The open market value rules also do not apply if the consideration for the "associated supply" equals or is greater than the open market value of the supply. Section 4, which defines "open market value", uses a "willing buyer/willing seller" test to determine the open market value of a supply. Inland Revenue has made a number of observations about the terms used in the definition of "open market value". 3 The terms "similar circumstances" and "freely offered" in section 4 are particularly relevant for the treatment of goods and services that are supplied to the security holder for a discount.

If an "associated supply" arises as a result of a discount because a security holder holds a security in the GSTregistered person supplying the relevant goods and services, whether the discounted price may be treated as the open market value will depend on the circumstances under which the discount is offered. The discounted price could equate to open market value if, for example, it was comparable to a discount offered to the general public.

Example 4: Company shareholder

Cally pays $11,000 for a parcel (5,000) of shares in Global Retail Ltd. The shares allow shareholders to vote at shareholder meetings and receive dividends. Shareholders of Global Retail Ltd are also entitled to acquire goods and services from Global Retail's subsidiary company Local Retail Ltd for a discounted amount. The discount is 5% and is equivalent to discounts offered under Local Retail's frequent shopper programme once the shopper has spent more than $500 in three months.

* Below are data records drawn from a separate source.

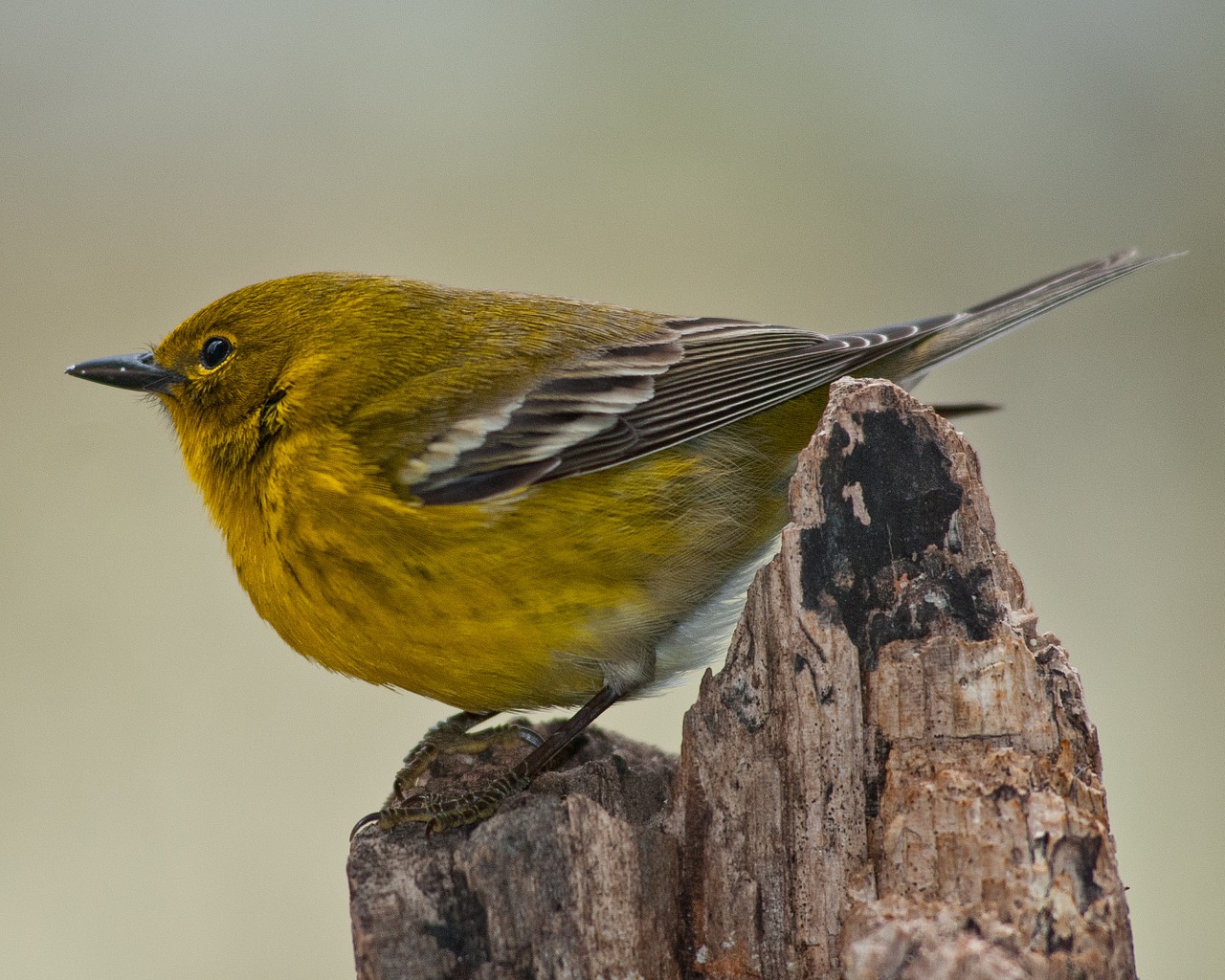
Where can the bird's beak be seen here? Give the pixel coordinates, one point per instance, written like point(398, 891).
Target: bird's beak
point(136, 371)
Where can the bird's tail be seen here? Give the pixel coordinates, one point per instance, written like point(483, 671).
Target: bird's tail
point(947, 337)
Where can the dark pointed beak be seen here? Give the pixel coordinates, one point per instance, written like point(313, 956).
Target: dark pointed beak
point(135, 371)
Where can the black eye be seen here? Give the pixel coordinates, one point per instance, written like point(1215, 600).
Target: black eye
point(214, 350)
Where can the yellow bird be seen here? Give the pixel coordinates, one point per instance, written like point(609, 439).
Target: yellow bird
point(508, 501)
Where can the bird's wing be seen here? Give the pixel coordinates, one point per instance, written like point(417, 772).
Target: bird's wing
point(697, 375)
point(626, 402)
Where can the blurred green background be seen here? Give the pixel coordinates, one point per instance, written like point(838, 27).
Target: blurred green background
point(178, 786)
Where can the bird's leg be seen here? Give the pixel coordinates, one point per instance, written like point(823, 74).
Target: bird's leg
point(451, 736)
point(438, 812)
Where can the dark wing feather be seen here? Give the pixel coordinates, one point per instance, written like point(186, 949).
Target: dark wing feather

The membership security is GST-exempt when supplied. However, if Cally purchases goods from Local Retail Ltd for a discount, consideration should be given at the time of supply as to whether GST should be returned on the full purchase price of the goods rather that the discounted price. As the discount offered by Local Retail Ltd is comparable to the discount it offers its customers under its frequent shopper programme, Local Retail is not required to return GST on the full price.

1 (2004) 21 NZTC 18,915
2 See Riverside Country Club v The Queen 2001 CanLII 778 TCC.
3 See Tax Information Bulletin Vol. 6, No. 14 (June 1995).